E mais: roupas comuns, mesmo em várias camadas, são surpreendentemente transparentes para a luz de 850 nm. Ou seja, mesmo vestido, você ainda pode colher parte desse benefício, mas apenas se estiver sob o espectro solar completo, algo que nenhuma lâmpada doméstica oferece.

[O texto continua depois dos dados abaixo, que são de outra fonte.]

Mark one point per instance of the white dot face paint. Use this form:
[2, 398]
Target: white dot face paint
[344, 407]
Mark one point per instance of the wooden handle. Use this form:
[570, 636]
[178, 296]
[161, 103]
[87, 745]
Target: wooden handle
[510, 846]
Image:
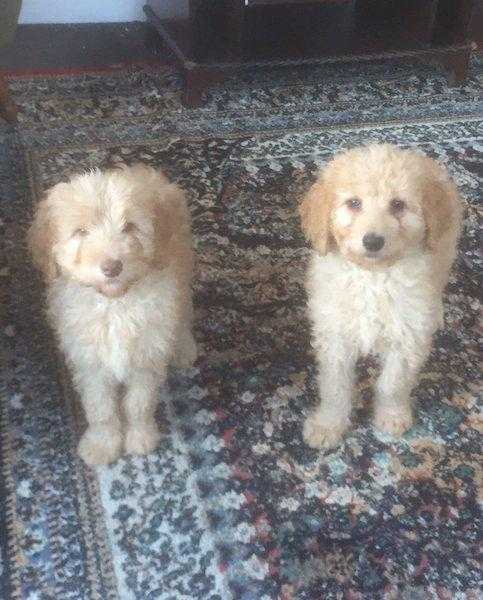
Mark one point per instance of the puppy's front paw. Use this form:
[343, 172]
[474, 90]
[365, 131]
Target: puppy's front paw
[142, 440]
[100, 446]
[320, 433]
[395, 422]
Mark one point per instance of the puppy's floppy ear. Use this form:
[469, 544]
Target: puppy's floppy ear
[441, 204]
[315, 211]
[41, 238]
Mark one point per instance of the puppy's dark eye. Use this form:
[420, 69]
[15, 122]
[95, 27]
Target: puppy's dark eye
[128, 227]
[354, 204]
[397, 205]
[80, 232]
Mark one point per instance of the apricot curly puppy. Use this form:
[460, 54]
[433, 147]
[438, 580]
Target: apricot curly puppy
[384, 224]
[115, 250]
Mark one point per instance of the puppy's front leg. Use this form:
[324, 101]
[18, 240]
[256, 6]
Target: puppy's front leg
[101, 443]
[325, 427]
[142, 434]
[393, 410]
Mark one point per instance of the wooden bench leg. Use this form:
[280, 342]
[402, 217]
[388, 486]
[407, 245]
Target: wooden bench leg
[8, 110]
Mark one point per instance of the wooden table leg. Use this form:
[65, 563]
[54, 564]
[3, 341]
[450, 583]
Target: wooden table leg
[457, 64]
[8, 110]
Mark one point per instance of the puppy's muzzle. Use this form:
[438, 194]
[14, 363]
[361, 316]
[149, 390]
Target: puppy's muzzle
[373, 242]
[111, 268]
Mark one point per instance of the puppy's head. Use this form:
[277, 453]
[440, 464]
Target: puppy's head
[376, 204]
[106, 230]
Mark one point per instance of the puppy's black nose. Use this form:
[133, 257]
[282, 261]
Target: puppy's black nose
[111, 267]
[373, 242]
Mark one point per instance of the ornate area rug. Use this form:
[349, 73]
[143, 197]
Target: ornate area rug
[233, 505]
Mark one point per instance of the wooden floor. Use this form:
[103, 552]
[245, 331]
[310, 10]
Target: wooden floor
[102, 45]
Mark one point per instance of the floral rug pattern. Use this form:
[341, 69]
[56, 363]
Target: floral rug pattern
[233, 505]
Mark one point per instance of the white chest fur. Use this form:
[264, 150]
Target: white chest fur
[370, 310]
[115, 333]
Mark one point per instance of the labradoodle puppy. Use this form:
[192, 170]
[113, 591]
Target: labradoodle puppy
[115, 250]
[383, 223]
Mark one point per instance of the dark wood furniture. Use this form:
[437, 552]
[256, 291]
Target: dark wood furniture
[8, 110]
[217, 37]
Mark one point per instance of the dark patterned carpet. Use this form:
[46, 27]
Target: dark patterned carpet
[233, 505]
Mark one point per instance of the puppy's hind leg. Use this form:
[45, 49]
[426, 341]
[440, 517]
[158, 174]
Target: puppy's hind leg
[393, 410]
[325, 427]
[101, 443]
[140, 401]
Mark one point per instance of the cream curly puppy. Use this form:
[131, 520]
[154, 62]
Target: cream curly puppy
[383, 223]
[115, 249]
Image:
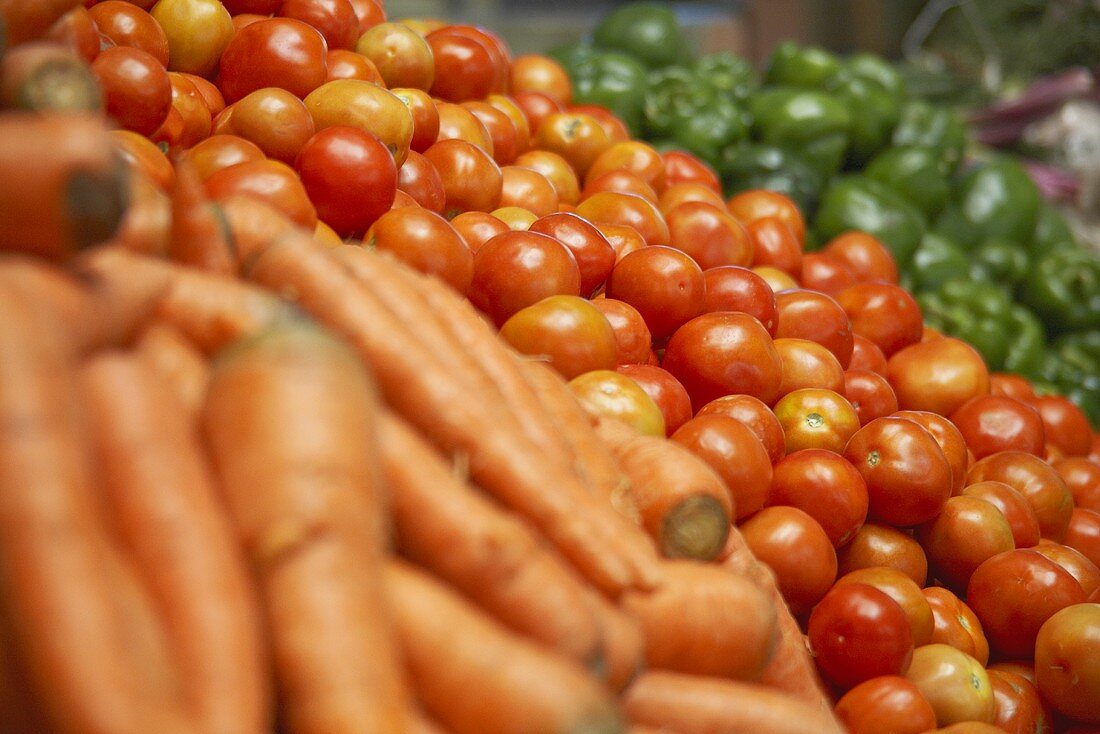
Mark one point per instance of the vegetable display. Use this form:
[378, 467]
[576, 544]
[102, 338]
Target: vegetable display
[411, 394]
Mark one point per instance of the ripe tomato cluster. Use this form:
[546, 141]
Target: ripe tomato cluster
[935, 527]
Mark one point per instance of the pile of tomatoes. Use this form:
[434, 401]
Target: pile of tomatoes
[935, 527]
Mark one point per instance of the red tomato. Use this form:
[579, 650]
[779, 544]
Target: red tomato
[723, 353]
[991, 424]
[858, 633]
[279, 52]
[516, 270]
[880, 545]
[816, 317]
[795, 548]
[1013, 593]
[666, 391]
[733, 288]
[663, 284]
[908, 477]
[937, 375]
[887, 703]
[350, 177]
[825, 485]
[426, 241]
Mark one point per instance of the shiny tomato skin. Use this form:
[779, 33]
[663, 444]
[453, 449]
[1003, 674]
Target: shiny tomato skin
[908, 477]
[1013, 593]
[723, 353]
[887, 704]
[858, 633]
[663, 284]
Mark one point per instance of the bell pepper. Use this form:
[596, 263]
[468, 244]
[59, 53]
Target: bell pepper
[812, 123]
[862, 204]
[1064, 288]
[917, 174]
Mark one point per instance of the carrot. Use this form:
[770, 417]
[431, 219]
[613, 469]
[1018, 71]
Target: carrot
[72, 184]
[598, 541]
[695, 704]
[684, 505]
[45, 76]
[705, 621]
[180, 540]
[26, 21]
[178, 363]
[289, 420]
[199, 237]
[477, 678]
[59, 601]
[494, 559]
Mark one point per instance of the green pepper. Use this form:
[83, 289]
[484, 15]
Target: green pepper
[811, 123]
[613, 80]
[938, 128]
[862, 204]
[792, 65]
[917, 174]
[649, 31]
[1064, 288]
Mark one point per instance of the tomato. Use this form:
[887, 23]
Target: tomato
[607, 393]
[902, 590]
[516, 270]
[721, 353]
[815, 418]
[663, 284]
[955, 683]
[197, 31]
[908, 477]
[757, 416]
[870, 395]
[955, 624]
[592, 251]
[403, 57]
[427, 242]
[733, 288]
[127, 24]
[1013, 506]
[1013, 593]
[795, 548]
[858, 633]
[135, 86]
[774, 244]
[751, 206]
[1036, 481]
[887, 703]
[1067, 652]
[541, 74]
[816, 317]
[880, 545]
[883, 313]
[472, 181]
[824, 273]
[991, 424]
[937, 375]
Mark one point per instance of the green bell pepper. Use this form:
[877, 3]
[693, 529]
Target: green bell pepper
[1064, 288]
[862, 204]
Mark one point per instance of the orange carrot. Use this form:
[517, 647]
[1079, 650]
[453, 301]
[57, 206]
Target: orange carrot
[705, 621]
[447, 526]
[289, 420]
[695, 704]
[199, 238]
[592, 536]
[180, 540]
[684, 505]
[72, 184]
[477, 678]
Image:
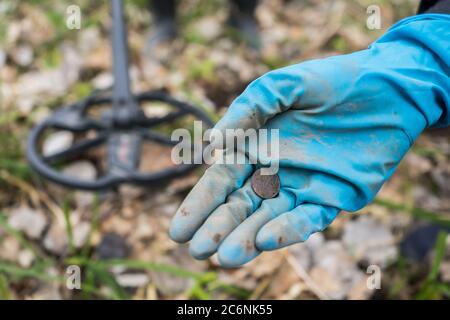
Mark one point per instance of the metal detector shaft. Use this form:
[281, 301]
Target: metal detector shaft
[122, 92]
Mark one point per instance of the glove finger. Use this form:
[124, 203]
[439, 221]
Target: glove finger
[239, 205]
[239, 247]
[210, 192]
[295, 226]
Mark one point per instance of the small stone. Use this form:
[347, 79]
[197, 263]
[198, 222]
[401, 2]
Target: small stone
[132, 280]
[81, 233]
[57, 142]
[56, 239]
[28, 220]
[83, 170]
[265, 186]
[103, 81]
[25, 258]
[112, 246]
[367, 239]
[23, 55]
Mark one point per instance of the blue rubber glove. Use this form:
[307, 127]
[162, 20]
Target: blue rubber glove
[344, 123]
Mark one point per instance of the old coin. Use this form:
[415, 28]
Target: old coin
[265, 186]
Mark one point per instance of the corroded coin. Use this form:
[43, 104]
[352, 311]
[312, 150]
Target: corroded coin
[265, 186]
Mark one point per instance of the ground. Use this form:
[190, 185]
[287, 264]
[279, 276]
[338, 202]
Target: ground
[118, 238]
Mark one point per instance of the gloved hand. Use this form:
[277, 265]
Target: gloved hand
[344, 123]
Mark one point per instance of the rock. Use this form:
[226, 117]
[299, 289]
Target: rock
[302, 254]
[418, 164]
[2, 58]
[23, 55]
[144, 229]
[9, 247]
[25, 258]
[84, 199]
[208, 28]
[132, 280]
[81, 233]
[112, 246]
[369, 240]
[441, 176]
[28, 220]
[56, 240]
[303, 251]
[103, 81]
[335, 272]
[56, 142]
[83, 170]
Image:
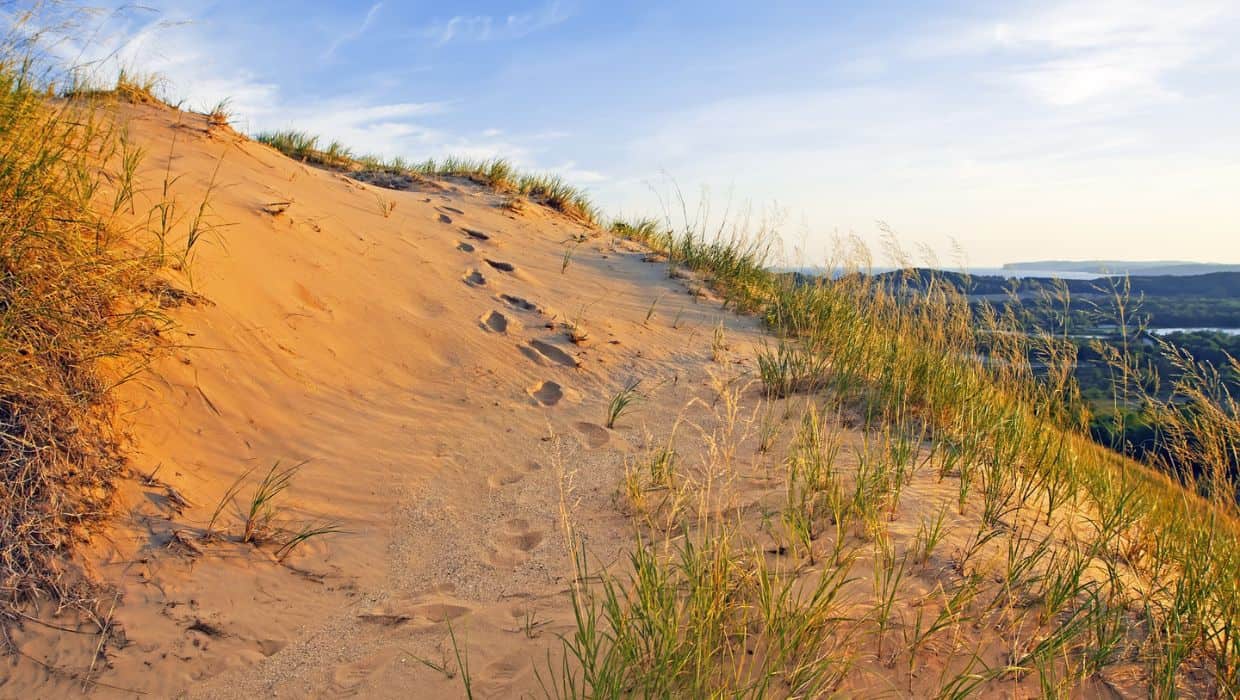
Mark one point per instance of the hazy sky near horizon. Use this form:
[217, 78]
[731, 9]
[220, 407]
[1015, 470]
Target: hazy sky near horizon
[1018, 130]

O Sol completo é insuperável

O estudo reforça um ponto central para quem busca saúde e longevidade. Não basta se proteger do excesso, é preciso garantir a exposição certa. Você não precisa passar horas ao sol para colher esses benefícios e nem deve. Tanto o novo estudo quanto as recomendações de especialistas mostram que 15 minutos de exposição diária à luz solar já são suficientes para estimular as mitocôndrias e favorecer a saúde ocular e metabólica. Sempre que possível, escolha horários em que o sol está mais baixo, como nas primeiras horas da manhã. O espectro total do sol é insubstituível, e seus benefícios vão além da vitamina D ou do relógio biológico. Eles estão nas mitocôndrias, na visão, no metabolismo, na energia vital de cada célula.

NOTÍCIAS

O que mais está acontecendo?

💡 OpenEvidence, app médico de crescimento mais rápido da história, capta US$ 210 milhões e atinge US$ 3,5 bi em valor. Usado diariamente por 40% dos médicos dos EUA, o OpenEvidence lança o DeepConsult, seu primeiro agente de IA especializado em medicina, e fecha parcerias com AMA e NEJM. A empresa já suporta mais de 8,5 milhões de consultas clínicas por mês nos EUA.

💡 Físico de 90 anos será o primeiro humano a receber transplante experimental de mitocôndrias. O professor John G. Cramer vai participar de um estudo pioneiro da Mitrix Bio para testar mitocôndrias cultivadas em laboratório na reversão do envelhecimento celular. O projeto, que também busca outros voluntários acima de 55 anos, pode abrir caminho para terapias de renovação mitocondrial em humanos.

💡 Vacina universal de mRNA contra o câncer mostra resultados promissores em camundongos. Pesquisadores da Universidade da Flórida criaram uma vacina genérica que, combinada à imunoterapia, eliminou tumores resistentes em modelos animais. A abordagem estimula o sistema imune de forma ampla e pode abrir caminho para uma vacina universal. O próximo passo será testar em humanos.

💡 IA revela benefício oculto em teste fracassado de Alzheimer. Um novo modelo de IA separou pacientes em grupos de progressão lenta ou rápida. Ao reanalisar um estudo com lanabecestat, o tratamento desacelerou em 46% a doença no grupo lento—um efeito oculto na análise tradicional. Isso mostra como análises mais personalizadas podem revelar a real eficácia de tratamentos antes descartados.

💡 FDA notifica Whoop por medir pressão arterial em pulseira sem autorização, reacendendo debate sobre wellness vs. dispositivo médico. A Whoop alega que o recurso é só para bem-estar, não diagnóstico, mas o FDA discorda, citando risco e uso clínico da métrica. O caso destaca o desafio regulatório de definir limites entre wellness e saúde, e o impacto na inovação de wearables.

VALE SABER

“De maneira mais ampla, a longevidade exige uma mudança de paradigma na medicina, que oriente nossos esforços para a prevenção de doenças crônicas e o aumento do nosso healthspan. E isso precisa ser posto em prática agora, em vez de esperarmos que uma doença se instaure ou que nossas capacidades física e cognitiva estejam comprometidas. Não é uma medicina “preventiva”; é uma medicina proativa, e acredito que tem o potencial não apenas de mudar a vida de todos, como também de aliviar muito do sofrimento que nossa sociedade de modo geral vivencia. Essa mudança também não virá do establishment médico; ela só vai ocorrer se e quando os pacientes e médicos exigirem.”